[During the runup to the Bush-Kerry election, Matt] Taibbi went to work as a volunteer for Bush for Florida, to try to get a better understanding of what motivates many Republicans. Here is the most important part of what he came to understand:
The problem not only with fundamentalist Christians but with Republicans in general is not that they act on blind faith, without thinking. The problem is that they are incorrigible doubters with an insatiable appetite for Evidence. What they get off on is not Believing, but in having their beliefs tested. That’s why their conversations and their media are so completely dominated by implacable bogeymen: marrying gays, liberals, the ACLU, Sean Penn, Europeans and so on. Their faith both in God and in their political convictions is too weak to survive without an unceasing string of real and imaginary confrontations with those people — and for those confrontations, they are constantly assembling evidence and facts to make their case.
But here’s the twist.

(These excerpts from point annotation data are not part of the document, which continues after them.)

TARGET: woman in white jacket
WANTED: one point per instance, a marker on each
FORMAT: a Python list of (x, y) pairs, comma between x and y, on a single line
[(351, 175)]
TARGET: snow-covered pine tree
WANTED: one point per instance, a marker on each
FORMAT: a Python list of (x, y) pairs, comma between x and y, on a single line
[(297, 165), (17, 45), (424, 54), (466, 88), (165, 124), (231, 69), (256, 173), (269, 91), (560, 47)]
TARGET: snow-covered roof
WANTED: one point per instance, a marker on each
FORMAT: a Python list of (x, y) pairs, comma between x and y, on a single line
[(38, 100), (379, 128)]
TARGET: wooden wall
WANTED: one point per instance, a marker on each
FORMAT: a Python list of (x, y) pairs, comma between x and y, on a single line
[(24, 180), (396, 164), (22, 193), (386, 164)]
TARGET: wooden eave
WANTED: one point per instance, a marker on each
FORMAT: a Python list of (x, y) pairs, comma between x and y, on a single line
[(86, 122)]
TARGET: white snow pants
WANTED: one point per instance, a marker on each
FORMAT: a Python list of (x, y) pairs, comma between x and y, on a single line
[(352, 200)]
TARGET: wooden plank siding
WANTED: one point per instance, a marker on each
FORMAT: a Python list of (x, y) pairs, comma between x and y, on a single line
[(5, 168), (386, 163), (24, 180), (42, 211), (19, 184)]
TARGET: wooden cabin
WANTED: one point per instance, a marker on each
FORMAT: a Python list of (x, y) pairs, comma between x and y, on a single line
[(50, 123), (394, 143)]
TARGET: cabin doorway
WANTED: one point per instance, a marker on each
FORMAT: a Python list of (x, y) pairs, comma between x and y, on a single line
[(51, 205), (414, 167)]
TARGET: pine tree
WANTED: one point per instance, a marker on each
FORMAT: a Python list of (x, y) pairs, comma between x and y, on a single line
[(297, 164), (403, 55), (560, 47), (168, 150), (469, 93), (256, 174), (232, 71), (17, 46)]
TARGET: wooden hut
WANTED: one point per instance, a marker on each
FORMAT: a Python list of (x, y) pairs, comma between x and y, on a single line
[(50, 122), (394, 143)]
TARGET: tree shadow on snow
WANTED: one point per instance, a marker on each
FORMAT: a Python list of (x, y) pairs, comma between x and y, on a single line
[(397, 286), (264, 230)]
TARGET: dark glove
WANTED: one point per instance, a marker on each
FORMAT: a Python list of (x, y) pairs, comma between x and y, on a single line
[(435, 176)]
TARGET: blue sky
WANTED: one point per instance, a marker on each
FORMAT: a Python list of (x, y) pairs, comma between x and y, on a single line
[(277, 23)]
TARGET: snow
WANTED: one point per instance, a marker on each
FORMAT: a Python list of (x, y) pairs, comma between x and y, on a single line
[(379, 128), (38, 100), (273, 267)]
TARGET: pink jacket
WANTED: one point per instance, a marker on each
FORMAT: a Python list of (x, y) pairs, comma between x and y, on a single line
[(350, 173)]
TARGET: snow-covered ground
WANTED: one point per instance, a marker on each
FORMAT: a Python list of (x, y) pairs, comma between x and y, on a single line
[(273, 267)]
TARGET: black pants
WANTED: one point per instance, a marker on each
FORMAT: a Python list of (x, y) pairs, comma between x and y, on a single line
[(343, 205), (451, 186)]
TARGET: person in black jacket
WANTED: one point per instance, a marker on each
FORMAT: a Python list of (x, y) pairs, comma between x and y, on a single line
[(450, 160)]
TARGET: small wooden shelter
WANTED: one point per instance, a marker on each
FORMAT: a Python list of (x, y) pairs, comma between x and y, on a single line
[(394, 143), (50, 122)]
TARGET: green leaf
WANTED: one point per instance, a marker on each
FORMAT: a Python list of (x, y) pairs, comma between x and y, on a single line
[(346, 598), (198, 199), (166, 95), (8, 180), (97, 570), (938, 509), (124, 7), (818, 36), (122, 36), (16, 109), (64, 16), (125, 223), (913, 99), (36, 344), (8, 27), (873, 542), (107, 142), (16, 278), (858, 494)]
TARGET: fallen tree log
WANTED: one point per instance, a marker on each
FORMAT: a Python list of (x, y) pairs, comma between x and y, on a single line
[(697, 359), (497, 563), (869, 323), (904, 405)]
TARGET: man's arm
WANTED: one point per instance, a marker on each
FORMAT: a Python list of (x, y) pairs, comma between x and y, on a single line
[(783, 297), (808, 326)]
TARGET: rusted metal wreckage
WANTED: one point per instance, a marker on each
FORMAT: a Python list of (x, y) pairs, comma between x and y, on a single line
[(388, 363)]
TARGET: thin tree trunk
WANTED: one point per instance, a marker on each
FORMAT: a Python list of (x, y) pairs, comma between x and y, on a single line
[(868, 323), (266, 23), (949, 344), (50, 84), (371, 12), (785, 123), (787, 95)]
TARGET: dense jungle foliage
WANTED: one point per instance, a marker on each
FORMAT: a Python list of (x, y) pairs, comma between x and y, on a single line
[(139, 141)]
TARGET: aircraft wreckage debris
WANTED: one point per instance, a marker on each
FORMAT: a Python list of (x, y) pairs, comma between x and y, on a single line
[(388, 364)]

They are not looking for facts with which to defeat opponents. They are looking for facts that ensure them an ever-expanding roster of opponents. They can be correct facts, incorrect facts, irrelevant facts, it doesn’t matter. The point is not to win the argument, the point is to make sure the argument never stops. Permanent war isn’t a policy imposed from above; it’s an emotional imperative that rises from the bottom.
In a way, it actually helps if the fact is dubious or untrue (like the Swift-boat business), because that guarantees an argument. You’re arguing the particulars, where you’re right, while they’re arguing the underlying generalities, where they are. Once you grasp this fact, you’re a long way to understanding what the Hannitys and Limbaughs figured out long ago: These people will swallow anything you feed them, so long as it leaves them with a demon to wrestle with in their dreams.
… The key lies in these two sentences from Taibbi’s piece: “Permanent war isn’t a policy imposed from above; it’s an emotional imperative that rises from the bottom.” And: “These people will swallow anything you feed them, so long as it leaves them with a demon to wrestle with in their dreams.” What I want to emphasize is that, although it is certainly true that the most zealous of Bush’s followers exhibit[ed] this approach in a dangerously extreme form, the underlying perspective is one that influences Western thought generally: the idea that we represent Absolute Good, in the form of “universal” values that everyone ought to live by, and that our enemies represent Absolute Evil, bent on destroying all of those “universal” values, without exception.
This is a perspective that, by necessary implication and at its most dangerous, must have opponents and enemies, and that requires “permanent war” to ensure its own continuing survival. It is a perspective that all too frequently courts Armageddon — because it must have “a demon to wrestle with,” and an enemy to vanquish.